When we moved into our new warehouse, we had a lot of cleared land that was previously weeds and blackberries.  In February, 2003, we planted hundreds of packets of wildflower seeds that we had left over from the previous year.  We simply scattered the seed over a strip of land approximately 30 feet by 200 feet.  Since we were not planning on covering or in any way protecting the seed, we put it on very thick, hoping the birds wouldn't get it all.  In another area, we spread a few packets of seed at the rate we recommend on the packet.  Turns out the birds did not feast on our seeds and the area that we planted thickly was a little crowded, resulting in wildflowers that were a little stunted and spindly, but still beautiful.  The other area and the borders of the main area were spectacular and everchanging. Below is a pictorial chronology of the wildflower field from May through July (and May of the following year).  Most of the pictures were taken on the N edge of the main planted area.  

Yes, there are some common weeds in the field (you'll probably notice buttercup, clover, thistle, weed grasses and blackberries among others) because our mix was simply scattered over an untreated formerly weed-choked field.  You'll also notice that the wildflowers competed quite successfully with the weeds.

May 19th Wildflowers

Wildflowers - June 9th

Wildflowers - June 11th

The first of the wildflowers to bloom were the low-growing Nemophila (Baby-Blue-Eyes).  For a couple of weeks in May we had a field entirely in light-blue. Next, we had a multi-colored landscape with various poppies in shades of red and pink, the white of Babysbreath and the blues and purple of miscellaneous wildflowers and some remaining nemophila.

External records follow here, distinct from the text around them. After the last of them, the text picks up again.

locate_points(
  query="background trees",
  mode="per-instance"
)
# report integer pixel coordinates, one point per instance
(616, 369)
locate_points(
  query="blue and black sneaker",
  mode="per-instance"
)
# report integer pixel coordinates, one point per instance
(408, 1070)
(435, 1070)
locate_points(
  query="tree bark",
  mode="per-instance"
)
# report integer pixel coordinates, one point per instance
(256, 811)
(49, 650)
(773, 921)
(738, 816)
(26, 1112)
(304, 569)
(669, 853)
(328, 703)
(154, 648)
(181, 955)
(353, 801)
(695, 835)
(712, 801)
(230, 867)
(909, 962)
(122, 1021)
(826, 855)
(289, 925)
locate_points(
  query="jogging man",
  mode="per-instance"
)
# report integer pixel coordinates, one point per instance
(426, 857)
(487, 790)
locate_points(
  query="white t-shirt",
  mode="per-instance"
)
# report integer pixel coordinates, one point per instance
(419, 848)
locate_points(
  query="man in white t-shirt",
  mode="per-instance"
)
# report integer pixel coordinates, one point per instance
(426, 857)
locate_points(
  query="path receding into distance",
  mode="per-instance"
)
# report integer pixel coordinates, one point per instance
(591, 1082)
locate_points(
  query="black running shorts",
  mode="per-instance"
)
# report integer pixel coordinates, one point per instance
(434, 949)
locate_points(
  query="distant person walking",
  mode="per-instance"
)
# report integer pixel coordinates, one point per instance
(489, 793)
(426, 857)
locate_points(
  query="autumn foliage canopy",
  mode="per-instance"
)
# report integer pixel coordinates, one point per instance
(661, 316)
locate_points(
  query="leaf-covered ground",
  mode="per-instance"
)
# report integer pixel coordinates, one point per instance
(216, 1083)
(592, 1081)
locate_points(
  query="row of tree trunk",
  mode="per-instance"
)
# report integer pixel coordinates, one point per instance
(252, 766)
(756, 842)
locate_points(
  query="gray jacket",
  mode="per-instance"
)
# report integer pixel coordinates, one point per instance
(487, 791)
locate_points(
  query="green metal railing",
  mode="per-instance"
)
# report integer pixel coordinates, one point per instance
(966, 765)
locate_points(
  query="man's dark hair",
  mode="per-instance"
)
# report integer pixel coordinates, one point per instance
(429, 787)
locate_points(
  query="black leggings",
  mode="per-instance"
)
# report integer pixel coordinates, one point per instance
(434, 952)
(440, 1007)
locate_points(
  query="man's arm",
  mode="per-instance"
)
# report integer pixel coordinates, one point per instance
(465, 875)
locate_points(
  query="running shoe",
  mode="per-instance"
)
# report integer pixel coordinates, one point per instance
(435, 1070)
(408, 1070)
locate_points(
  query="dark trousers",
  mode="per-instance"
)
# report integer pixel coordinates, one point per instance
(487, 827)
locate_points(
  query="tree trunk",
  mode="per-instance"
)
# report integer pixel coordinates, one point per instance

Here is a closeup from the same general time period as the previous picture, taken in the SE corner of the main strip.

Wildflowers - June 20th

Wildflowers - June 23rd

Wildflowers - July 1st

A couple of weeks later, we still have a mix of colors and varieties. Different areas of the field flower at different times (depending upon shade, moisture, proximity of plants and richness of soil) making for some interesting variations. California poppies liked this area early. Suddenly, we have a mono-colored field again as the Bachelor Buttons come into bloom.

Wildflowers - July 7th

Wildflowers - July 7th

Wildflowers - July 24th

Another example of variations in different parts of the field.  This picture and the next one were taken on the same day.  This area got more morning shade on the E side of the field. When the Godetias came into bloom (early July), the field looked primarily pink.  Note the presence of a few Bachelor Buttons, still. In late July, the Coreopsis took over, giving the field a distinctly yellow cast.  Still a few Bachelor Buttons around.

Wildflowers in May 1 year after planting

Lupines closeup

Wildflowers another view of perennials.

The next 3 photos are of the field in May, 1 year after the initial planting.  Notice that some of the perennials in our mix that didn't flower last year are finally flowering. Closeup of the perennial lupines in full flower.  Note that you can see a few shasta daisies in the background. View of the field facing North.  Even though there are lots of shasta daisies, the field looks primarily purple.